À commencer pour Pierre Caillet, l’entraîneur. Il a quitté le terrain des Montois particulièrement déçu par son groupe de joueurs : « Nous sommes trop gentils et mentalement pas assez solides, regrette-t-il. J’ai vu une équipe de dauphins, des joueurs qui ne sont pas des compétiteurs. Le problème avec ce groupe, c’est que lorsqu’il n’y a plus d’enjeu, il devient une pipe. Certains ne sont pas capables d’assurer leur professionnalisme. La grosse déception, c’est qu’il y a un investissement qui n’est pas le même pour tout le monde. »

Une prestation technique pauvre

D’un point de vue technique, la prestation des coéquipiers de Maxime Espeut (qui, lui, comme à son habitude, a rempli son contrat) fut souvent pauvre : ballons tombés ou gâchés, fautes bêtes, placages ratés à tout va, joueurs au ralenti, peu appliqués… : « On joue pour jouer, pas pour exister, râle l’entraîneur, amer.

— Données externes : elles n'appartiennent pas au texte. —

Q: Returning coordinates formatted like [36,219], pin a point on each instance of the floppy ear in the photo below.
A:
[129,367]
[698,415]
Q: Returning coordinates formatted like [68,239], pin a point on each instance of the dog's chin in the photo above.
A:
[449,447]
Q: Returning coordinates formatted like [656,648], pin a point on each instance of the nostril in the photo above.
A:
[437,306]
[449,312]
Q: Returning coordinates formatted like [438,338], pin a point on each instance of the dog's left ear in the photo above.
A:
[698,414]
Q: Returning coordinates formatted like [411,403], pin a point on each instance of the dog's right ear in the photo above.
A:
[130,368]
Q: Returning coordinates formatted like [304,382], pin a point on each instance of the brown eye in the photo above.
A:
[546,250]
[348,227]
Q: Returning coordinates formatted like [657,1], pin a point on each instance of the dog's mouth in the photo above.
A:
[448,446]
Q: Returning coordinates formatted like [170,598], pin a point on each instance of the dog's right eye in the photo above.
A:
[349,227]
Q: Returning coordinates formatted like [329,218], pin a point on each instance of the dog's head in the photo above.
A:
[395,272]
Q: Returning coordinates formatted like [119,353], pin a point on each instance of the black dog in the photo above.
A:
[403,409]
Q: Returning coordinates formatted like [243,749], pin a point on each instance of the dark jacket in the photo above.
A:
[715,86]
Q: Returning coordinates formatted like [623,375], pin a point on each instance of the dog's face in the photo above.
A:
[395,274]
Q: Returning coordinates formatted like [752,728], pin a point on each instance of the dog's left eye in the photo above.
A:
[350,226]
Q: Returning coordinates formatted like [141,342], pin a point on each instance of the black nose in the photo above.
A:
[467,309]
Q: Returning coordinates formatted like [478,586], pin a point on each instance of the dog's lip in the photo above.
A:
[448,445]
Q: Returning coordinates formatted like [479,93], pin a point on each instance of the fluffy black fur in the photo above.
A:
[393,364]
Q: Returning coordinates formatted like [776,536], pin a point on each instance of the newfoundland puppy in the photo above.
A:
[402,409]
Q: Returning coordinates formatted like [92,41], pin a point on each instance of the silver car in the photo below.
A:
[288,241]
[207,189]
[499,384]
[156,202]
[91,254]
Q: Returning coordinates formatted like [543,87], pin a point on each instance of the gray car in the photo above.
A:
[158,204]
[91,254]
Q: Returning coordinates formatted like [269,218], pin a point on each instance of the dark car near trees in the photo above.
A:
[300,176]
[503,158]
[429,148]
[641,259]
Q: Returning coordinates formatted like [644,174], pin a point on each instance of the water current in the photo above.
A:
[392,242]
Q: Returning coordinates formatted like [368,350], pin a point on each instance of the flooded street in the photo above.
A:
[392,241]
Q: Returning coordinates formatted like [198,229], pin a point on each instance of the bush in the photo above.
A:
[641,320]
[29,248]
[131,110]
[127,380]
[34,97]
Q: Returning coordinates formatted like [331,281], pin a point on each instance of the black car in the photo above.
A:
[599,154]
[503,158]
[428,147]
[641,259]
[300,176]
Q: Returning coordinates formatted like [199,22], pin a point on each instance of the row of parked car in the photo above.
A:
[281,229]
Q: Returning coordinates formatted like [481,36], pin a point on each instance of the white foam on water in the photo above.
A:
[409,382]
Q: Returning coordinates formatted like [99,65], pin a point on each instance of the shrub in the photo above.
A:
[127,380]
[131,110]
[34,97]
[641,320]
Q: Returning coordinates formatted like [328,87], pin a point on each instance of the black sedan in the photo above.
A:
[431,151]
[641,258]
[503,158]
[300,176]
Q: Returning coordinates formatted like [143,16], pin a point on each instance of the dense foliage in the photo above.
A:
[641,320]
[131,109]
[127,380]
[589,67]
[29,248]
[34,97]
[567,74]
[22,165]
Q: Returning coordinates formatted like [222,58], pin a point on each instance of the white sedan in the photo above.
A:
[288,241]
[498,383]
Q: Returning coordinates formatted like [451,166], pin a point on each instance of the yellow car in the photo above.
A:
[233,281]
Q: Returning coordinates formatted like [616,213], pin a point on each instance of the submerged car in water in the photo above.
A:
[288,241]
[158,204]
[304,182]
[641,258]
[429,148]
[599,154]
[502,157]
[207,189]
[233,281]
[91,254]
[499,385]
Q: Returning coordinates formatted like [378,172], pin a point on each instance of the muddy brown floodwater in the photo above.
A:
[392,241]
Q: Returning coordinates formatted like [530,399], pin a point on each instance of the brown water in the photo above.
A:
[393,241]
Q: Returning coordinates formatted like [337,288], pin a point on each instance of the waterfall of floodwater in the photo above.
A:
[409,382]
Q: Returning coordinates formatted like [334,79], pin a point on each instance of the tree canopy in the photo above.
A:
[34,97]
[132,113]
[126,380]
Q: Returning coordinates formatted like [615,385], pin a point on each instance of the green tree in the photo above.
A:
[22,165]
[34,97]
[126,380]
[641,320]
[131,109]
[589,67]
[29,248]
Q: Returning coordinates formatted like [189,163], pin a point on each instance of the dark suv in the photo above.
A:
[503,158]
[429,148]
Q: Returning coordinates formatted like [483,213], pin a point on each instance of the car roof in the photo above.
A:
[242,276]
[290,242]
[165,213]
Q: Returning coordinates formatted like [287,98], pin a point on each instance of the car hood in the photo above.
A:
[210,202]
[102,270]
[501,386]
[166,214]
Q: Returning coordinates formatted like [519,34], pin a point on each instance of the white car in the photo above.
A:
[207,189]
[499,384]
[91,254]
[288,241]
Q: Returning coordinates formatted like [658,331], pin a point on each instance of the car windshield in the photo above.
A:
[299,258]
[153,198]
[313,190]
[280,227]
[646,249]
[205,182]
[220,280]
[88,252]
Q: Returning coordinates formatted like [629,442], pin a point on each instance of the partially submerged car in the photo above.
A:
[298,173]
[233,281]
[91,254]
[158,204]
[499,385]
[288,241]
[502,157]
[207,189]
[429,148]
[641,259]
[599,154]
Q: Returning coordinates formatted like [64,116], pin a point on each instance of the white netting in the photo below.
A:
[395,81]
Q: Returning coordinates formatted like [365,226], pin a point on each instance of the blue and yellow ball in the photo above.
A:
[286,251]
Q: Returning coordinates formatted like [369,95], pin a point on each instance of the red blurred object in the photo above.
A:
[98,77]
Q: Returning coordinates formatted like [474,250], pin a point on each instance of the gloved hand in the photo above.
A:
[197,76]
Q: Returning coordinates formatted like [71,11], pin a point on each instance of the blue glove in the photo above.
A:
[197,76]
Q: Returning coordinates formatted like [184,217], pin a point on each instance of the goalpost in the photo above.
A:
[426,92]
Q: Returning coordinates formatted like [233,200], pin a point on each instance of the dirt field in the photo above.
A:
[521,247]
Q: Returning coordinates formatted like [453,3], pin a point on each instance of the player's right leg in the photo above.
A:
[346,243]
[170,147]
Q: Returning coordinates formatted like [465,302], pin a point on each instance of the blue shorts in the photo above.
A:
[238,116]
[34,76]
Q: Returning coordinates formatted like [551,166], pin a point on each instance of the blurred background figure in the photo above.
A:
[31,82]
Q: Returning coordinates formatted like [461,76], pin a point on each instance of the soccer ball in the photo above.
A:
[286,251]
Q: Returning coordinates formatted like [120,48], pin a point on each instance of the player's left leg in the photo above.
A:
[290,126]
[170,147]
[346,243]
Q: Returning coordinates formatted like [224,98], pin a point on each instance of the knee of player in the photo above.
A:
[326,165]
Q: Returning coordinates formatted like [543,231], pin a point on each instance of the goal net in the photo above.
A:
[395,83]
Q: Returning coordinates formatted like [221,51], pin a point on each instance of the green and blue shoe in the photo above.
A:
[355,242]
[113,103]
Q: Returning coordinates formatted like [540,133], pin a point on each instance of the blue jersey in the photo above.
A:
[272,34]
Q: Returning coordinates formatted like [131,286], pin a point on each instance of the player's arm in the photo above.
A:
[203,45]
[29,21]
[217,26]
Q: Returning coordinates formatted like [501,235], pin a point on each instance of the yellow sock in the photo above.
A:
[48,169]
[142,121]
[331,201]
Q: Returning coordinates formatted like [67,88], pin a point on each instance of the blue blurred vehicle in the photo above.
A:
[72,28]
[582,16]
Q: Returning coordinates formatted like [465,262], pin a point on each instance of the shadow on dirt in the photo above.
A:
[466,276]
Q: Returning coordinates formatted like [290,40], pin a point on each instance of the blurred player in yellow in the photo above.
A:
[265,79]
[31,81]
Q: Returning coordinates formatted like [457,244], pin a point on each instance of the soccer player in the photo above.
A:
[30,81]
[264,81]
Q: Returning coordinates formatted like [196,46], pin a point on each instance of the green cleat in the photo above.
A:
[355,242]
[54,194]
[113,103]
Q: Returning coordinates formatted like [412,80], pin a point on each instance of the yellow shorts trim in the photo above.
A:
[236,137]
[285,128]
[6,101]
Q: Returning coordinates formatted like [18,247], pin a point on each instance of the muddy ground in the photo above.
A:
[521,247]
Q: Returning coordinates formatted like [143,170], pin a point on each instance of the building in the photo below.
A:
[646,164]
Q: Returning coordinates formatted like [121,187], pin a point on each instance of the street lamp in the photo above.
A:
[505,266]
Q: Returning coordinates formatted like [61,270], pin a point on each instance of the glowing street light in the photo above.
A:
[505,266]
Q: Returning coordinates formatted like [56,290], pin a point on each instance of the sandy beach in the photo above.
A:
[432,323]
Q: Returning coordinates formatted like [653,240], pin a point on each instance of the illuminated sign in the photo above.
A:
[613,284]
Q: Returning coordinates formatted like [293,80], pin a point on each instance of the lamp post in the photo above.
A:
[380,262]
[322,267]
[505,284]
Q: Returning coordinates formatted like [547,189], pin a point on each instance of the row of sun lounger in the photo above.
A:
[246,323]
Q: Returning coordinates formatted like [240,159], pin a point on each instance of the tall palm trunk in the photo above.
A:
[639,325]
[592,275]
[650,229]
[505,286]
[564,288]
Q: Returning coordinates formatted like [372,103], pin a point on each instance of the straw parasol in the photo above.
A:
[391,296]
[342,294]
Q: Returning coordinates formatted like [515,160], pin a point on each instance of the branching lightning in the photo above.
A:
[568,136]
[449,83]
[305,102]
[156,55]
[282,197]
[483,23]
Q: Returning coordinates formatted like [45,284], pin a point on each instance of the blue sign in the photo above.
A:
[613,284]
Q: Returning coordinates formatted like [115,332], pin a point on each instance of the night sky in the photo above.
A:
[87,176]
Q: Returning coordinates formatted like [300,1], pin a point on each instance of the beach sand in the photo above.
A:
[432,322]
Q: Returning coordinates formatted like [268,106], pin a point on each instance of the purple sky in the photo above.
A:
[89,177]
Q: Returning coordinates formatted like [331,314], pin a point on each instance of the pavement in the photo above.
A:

Nous sommes gamins dans l’approche de ce rugby. En plus, nous ne gagnons pas de duel. Il y a des consignes qui ne sont pas respectées. Toute la semaine, à l’entraînement, nous insistons sur certains points et le jour du match, ils ne le font pas. Toute la semaine, je fais mon travail du mieux que je le peux. J’essaye d’amener ce groupe le plus haut possible. J’y laisse de l’énergie, de la santé. Je me demande vraiment s’ils le méritent. Je le leur ai d’ailleurs dit… »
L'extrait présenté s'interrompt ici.